CE9 affects splicing in vivo. (A) CE9 prevents the production of fully spliced mRNAs. A genomic portion of the murine A1 gene was expressed in HeLa cells using the CMV-1 promoter. The relative position of CE9 is indicated, as well as the position of the oligonucleotides used for the RT-PCR assays performed on total RNA isolated 48 h posttransfection. A derivative carrying a deletion of CE9 was used (pmA1Δ9 [lane 4]). Three copies of CE9 or three copies of the complementary sequence of CE9 were inserted into pmA1Δ9 (pmA1-3x or pmA1-3xα, respectively).
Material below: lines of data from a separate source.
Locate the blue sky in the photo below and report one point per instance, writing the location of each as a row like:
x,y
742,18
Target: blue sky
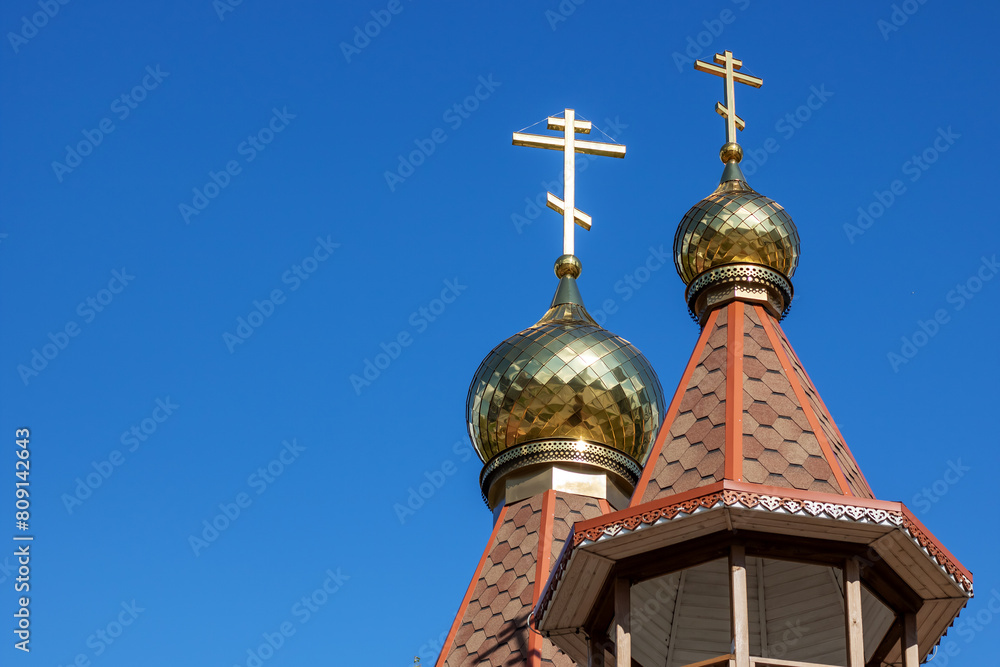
x,y
201,246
Reconstructed A1 or A1B cDNAs were used as controls in PCR assays (lanes 1, 2, 5, 6, and 12). RT-PCR amplification of the endogenous β-actin mRNA was performed independently on a mock transfection (lane 7) or simultaneously with the A1 minigene analysis with oligonucleotides CMV-1 and A1E9 (lanes 8 to 11). A separate RT-PCR assay was carried out with the CMV-1 and A1E7 oligonucleotides (lanes 12 to 16). The number of cycles used in the amplification rounds is indicated above the lanes. (B) Schematic representation of the DUP constructs and derivatives. The length of the central exon for DUP 4-1 and DUP 5-1 is indicated. The transcription start site is indicated by an arrow. The distance between the different cloning sites and the central exon is indicated. The arrow below exon 3 represents the oligonucleotide used for primer extension analysis. The RNA versions of the different oligonucleotides cloned into the DUP plasmids are shown at the bottom. (C) CE9 promotes the inclusion of artificial globin exon in vivo. DUP expression was analyzed by primer extension. Plasmid names are indicated above each lane. Each DUP 4-1, DUP 5-1, or derivative was generated by inserting oligonucleotides at the ApaI site, except for D4-CE9(BglII), for which BglII in the downstream intron was used (lane 8). Extension products were loaded onto a 5% acrylamide–8 M urea. The slightly abnormal migration of the 1-3 product in lane 8 is a gel artifact.